I started investigating methods to find transient sources in the output of the pipeline. One can divide such methods into two main groups, based on the starting point:
However, objects which appear in a SINGLE IMAGE will not be in this dataset.
Moreover, the ensemble is created for one "chunk" of images at a time (each chunk is up to 360 consecutive images). If an object appears near the end of chunk N, and into the beginning of chunk N+1, those appearances will not be connected by this method (without extra work afterward).
One can read information from one image's detections at a time, but one will then have to do extra work to figure out if a particular object was detected only once, or twice, or three times ...
This note discusses a method which falls in the first category: it is based on ensemble output. I have not (yet) created a method of the second type.
The following are the conditions an object must meet in order to be classified as a "transient" by my software. Most of the following tests include parameters than may easily be changed; running the tests on the pipeline output takes only a minute or so for a full night's measurements of one chip, so one can quickly change a test and see the results.
First, a quick list of tests; then, we'll explain each one.
Okay, let's go over each test in some detail.
min_det ≤ number of detections ≤ max_det
ensemble mag ≤ limiting_mag + mag_extra
An example will make the following discussion clear. Suppose that a faint object appears in some of a set of 10 images:
image index 1 2 3 4 5 6 7 8 9 10 --------------------------------------- object appears no no yes yes no yes no yes no no
In this example, the object appears in 4 images, spread out over a span of 6 images (starting in 3, ending in 8).
We can define this idea as follows:
let first_det = image index of first detection let last_det = image index of last detection this_window = (last_det - first_det) + 1So in this case, this_window = 6.
We then define
max_window = number_of_detections + window_extra
and then set a condition for transients:
this_window ≤ max_window
In this case, the object is detected 4 times. If we set window_extra = 0, that means that all of the detections must be consecutive. That would cause this object to fail the test.
On the other hand, if we set window_extra = 3, we allow the object to be undetected in up to 3 images interspersed with the detections. In this case, that would yield the condition
(this_window = 6) ≤ (max_window = 4 + 3 = 7)
and so this candidate would pass the test and be counted as a transient.
closest_neightbor ≥ min_permitted_distance
distance from border ≥ border_width
Since each image has an active, on-sky area which is roughly 1140-by-2008 pixels, this small region around the edge is only a tiny fraction of the area of each image. With the current values, roughly 1/36 = 0.027 of each image is discarded.
I ran the pipeline on all images taken with chip 0, on the night of 2016 Apr 11 = 20160411. The images cover the following range:
TMPM 0108830 starting JD 2457489.999 TMPM 0110880 ending JD 2457490.247
Thus, roughly 0.25 of a day, or about 6 hours. Some chunks of data (each chunk is about 3 minutes) have few or no good images, so the total "good" observational duration is somewhat less.

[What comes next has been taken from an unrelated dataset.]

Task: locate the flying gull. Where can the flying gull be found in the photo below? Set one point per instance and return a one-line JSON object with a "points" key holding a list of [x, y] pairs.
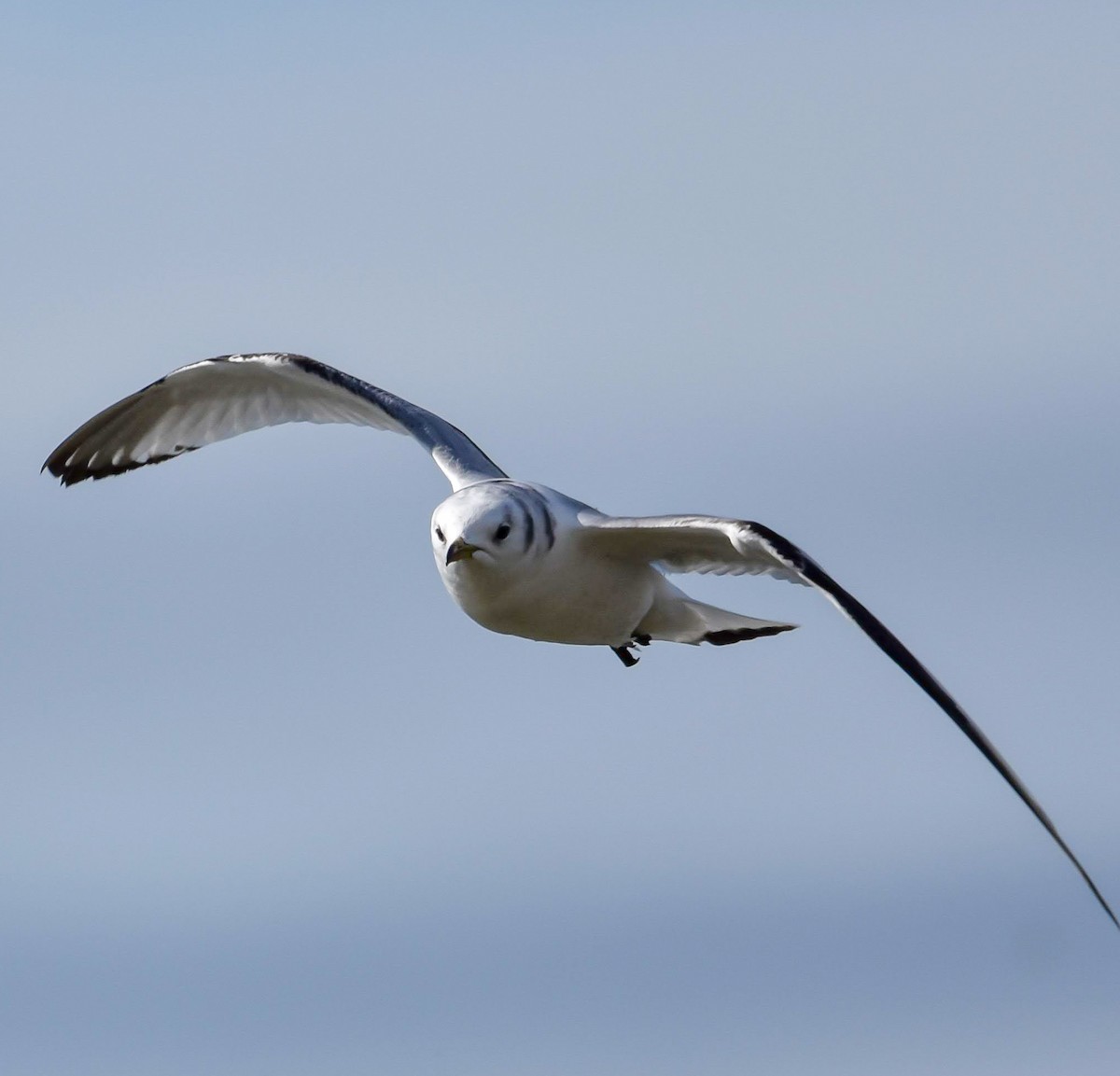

Using the tests described above, with the conditions
I found a total of one (1) candidate. Below is some information about this candidate, which is computed automatically by the transient-finding routine.
chunk 0109870 RA = 192.45738 Dec = -16.38340 mag = 15.924 ndet = 3 first appears in image index 120 last appears in image index 122
This appears to be coincident with USNO-B1.0 0736-0258873, a star with mag B = 16.7, R = 15.5. So, clearly, a non-transient source. The agreement between the pipeline's measurement of magnitude and that suggested by USNO B1.0 is nice.
Below are images of the object, starting in image 119 (one frame BEFORE the first detection) and ending in image 123 (one frame AFTER the last detection).
As you can see, this is a real star, which is present both before the first detection by the pipeline, and after the last detection by the pipeline. It appears to me that either cosmic rays, a hot pixel, or three consecutive noise peaks caused the object to become just bright enough to exceed the threshold for detection on three consecutive images.
I tried changing the parameter min_det from 3 to 2. The number of transient candidates increased from 1 to 112! What happened?
It turned out that in one of the chunks during this run, chunk 0109290, contains just two good images. That means that every ordinary star detected in that chunk has exactly 2 detections. Hence, all the ordinary stars were flagged as "transients" in that chunk.